Sampai bertahun – tahun kemudian, kekuatan Roma terus berkembang dan bertambah kuat. Daerah kekuasaannya pun semakin banyak. Bahkan di tahun 264 SM, Roma berhasil menandingin Carthagia, sebuah kota yang berada di wilayah Afrika Utara. Carthagia adalah sebuah wilayah kuat yang mendominiasi Mediterania bagian Barat.

Baca juga: Revolusi China Masa Mao Zedong

Perang demi perang dilancarkan oleh Roma untuk memperkuat bala tentara dan memberbesar kekuasaannya. Sementara itu, Carthagia masih berada di bawah kekuatan Roma. Sampai di tahun 164 SM, Roma malah menghancurkan seluruh Carthagia setelah berhasil menyelesaikan Perang Punic.

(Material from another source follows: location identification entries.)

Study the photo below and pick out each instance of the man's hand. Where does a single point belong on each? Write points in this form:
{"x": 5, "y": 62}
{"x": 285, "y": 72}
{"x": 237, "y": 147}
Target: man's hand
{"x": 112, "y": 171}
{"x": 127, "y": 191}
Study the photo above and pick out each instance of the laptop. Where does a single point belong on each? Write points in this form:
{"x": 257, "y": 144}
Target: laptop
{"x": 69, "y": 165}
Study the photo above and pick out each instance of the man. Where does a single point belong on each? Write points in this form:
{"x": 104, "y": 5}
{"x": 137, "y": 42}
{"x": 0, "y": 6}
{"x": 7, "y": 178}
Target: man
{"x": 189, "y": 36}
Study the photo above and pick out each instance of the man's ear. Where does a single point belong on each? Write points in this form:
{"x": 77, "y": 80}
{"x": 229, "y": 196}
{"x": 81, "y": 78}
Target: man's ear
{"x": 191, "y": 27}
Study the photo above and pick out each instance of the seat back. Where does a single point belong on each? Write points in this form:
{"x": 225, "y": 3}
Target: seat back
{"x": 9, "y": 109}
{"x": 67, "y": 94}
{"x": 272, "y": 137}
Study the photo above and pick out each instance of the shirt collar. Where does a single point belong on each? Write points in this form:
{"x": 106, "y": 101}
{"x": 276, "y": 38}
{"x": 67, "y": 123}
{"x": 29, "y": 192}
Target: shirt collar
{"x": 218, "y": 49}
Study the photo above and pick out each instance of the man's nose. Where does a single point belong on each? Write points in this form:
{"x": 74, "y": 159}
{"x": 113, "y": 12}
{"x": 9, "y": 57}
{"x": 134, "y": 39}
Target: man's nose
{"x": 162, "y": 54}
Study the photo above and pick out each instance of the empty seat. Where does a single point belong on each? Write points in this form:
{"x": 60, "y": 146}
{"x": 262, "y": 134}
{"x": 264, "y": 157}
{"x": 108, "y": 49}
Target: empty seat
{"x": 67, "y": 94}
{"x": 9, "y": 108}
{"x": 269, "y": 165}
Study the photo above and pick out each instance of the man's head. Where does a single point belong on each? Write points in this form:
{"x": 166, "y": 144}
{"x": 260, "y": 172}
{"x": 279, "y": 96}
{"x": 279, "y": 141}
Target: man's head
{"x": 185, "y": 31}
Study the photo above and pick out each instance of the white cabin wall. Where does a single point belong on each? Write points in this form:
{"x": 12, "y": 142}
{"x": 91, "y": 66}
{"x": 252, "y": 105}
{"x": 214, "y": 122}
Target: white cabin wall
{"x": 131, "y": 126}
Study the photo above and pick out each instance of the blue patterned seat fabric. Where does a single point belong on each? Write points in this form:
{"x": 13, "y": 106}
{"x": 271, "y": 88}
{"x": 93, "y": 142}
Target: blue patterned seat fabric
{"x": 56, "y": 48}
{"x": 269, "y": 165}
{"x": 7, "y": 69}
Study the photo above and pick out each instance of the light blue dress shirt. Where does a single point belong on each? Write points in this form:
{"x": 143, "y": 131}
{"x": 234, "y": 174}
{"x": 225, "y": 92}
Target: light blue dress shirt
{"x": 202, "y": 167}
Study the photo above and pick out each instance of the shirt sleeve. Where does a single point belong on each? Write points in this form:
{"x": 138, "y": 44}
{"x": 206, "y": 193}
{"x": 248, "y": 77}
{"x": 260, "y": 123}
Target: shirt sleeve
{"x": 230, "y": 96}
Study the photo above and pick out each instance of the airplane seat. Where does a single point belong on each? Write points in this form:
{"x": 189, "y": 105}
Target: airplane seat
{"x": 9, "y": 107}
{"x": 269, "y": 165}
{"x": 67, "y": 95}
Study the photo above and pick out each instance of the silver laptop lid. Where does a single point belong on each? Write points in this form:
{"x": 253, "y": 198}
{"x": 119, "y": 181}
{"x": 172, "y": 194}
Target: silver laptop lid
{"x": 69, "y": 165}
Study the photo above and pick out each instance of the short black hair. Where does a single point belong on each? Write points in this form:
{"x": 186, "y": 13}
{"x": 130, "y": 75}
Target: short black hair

Kemenangan demi kemenangan didapatkan Roma hingga Republik ini seolah semakin akrab dengan kekuatan dan kekuasan. Di tahun 130 SM, Roma pun sudah mampu membangun kekaisaran kuat yang terbentang mulai dari Spanyol hingga Turki dan sepanjang pantai Afrika Utara.


Kondisi Kemajuan Kota Roma

Kala itu, kekuatan dan kebesaran Roma hampir tak tertandingi. Kota – kota yang dimiliki Roma adalah kota terbesar dan merupakan yang paling canggih yang pernah dikenal dunia. Setiap kotanya dipadati oleh berbagai aktivitas bisnis.

Ada banyak toko, penginapan (tabernae), kafe (thermopilia), rumah mandi (thermae), dan toko roti (pistrina) yang ditemuakn di sebagian besar kota – kota ini. Ada forum yang merupakan pasar terbuka berukuran besar, pengadilan, balai kota, kuil, tempat pertunjukan terbuka yang luas, juga arena permainan atau stadion yang megah tempat para prajurit yang disebut gladiator bertarung dan berlomba.

Kota – kota di Roma juga memiliki persediaan air dan sistem pembuangan yang bagus. Pembangunan kotanya tidak dibuat di atas garis yang kaku seperti kota – kota Bangsa Yunani. Roma memiliki dua jalan utama dan banyak jalan kecil dengan jarak yang disebut insulae.

Kekuatan dan kekuasaan Roma ini semakin mencapai puncaknya antara tahun 96 – 180 Masehi. Saat itu, Roma dipimpin oleh para penguasa Antonines, Nerva, Trajan, Hadrian, serta Marcus Aurelius.